Soziale Situation Große Fort­schritte er­zielt

In den vergangenen Jahrzehnten hat Ghana viele Entwicklungsfortschritte erzielt. So konnte die Armut innerhalb der Bevölkerung deutlich reduziert werden. Gleichzeitig wurde zum Beispiel die Versorgung mit sauberem Trinkwasser erheblich verbessert.
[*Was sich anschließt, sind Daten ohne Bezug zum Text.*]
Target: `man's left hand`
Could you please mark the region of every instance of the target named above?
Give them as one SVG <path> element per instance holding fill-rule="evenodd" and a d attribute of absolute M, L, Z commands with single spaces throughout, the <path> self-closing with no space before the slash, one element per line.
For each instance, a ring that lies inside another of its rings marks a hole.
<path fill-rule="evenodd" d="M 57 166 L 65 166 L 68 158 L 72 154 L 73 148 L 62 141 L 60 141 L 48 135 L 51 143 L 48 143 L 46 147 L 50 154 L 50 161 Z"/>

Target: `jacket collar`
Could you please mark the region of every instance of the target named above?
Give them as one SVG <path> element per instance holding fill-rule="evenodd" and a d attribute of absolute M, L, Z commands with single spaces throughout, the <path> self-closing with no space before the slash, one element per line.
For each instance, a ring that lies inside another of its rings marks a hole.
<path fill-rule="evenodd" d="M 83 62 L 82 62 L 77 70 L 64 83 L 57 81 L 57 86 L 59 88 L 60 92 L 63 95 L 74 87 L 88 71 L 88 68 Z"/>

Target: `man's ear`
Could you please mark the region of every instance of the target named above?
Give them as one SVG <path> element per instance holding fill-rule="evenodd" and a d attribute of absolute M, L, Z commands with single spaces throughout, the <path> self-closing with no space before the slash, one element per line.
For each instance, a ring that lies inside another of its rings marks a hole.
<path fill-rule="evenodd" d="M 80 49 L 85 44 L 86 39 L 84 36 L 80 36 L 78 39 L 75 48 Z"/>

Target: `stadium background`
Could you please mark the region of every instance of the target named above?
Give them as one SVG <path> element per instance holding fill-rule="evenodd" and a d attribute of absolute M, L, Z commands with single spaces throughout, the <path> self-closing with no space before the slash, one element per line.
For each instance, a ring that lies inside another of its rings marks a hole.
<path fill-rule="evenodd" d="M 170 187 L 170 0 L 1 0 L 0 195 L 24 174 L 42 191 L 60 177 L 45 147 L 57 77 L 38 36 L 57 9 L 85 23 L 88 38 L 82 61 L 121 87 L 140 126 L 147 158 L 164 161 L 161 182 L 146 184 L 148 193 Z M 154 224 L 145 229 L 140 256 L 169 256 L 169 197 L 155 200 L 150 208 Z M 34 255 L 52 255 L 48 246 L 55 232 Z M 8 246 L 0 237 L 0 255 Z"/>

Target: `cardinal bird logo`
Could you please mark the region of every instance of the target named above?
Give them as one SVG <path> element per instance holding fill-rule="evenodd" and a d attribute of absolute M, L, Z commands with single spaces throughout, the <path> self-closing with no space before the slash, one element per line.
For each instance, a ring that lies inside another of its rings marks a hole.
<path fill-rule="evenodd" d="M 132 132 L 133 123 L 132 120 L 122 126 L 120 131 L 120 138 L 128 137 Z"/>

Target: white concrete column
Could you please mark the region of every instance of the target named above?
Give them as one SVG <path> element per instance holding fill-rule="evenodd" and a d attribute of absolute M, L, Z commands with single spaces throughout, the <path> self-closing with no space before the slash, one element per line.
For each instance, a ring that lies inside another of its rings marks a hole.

Auch im Bereich der Grundbildung sind große Fortschritte zu verzeichnen.

Durch eine bessere medizinische Versorgung von Schwangeren sowie umfangreiche Impfprogramme konnte die Zahl der Todesfälle von Kindern und Müttern kontinuierlich gesenkt werden. Erhebliche Defizite bestehen noch bei der Sanitärversorgung.

Armut und Unterbeschäftigung

Das Wirtschaftswachstum der vergangenen Jahre hat insgesamt nicht zu mehr Arbeitsplätzen und damit zu einer Minderung der Armut geführt. Der Regierung Ghanas gelingt es zudem nicht, ausreichende Einnahmen zu erzielen, um wichtige öffentliche Dienstleistungen erbringen zu können. Das Einkommensgefälle ist groß und die soziale Schere zwischen Arm und Reich geht immer weiter auseinander. Armut ist vor allem in ländlichen Regionen verbreitet: Während dort fast 40 Prozent der Bevölkerung arm sind, beträgt der Anteil in städtischen Regionen etwa zehn Prozent.

Mehr als 90 Prozent der Ghanaerinnen und Ghanaer im arbeitsfähigen Alter sind im informellen Sektor (Lexikon-Eintrag zum Begriff aufrufen) beschäftigt und verfügen meistens weder über eine formelle Berufsausbildung noch über eine soziale Absicherung. Nach einem Bericht der Weltbank (Lexikon-Eintrag zum Begriff aufrufen) vom September 2020 liegt die Jugendarbeitslosigkeit bei zwölf Prozent und mehr als die Hälfte der ghanaischen Bevölkerung ist unterbeschäftigt.

Auf dem aktuellen Index der menschlichen Entwicklung (HDI (Lexikon-Eintrag zum Begriff aufrufen)) liegt Ghana auf Rang 133 von 191 Staaten.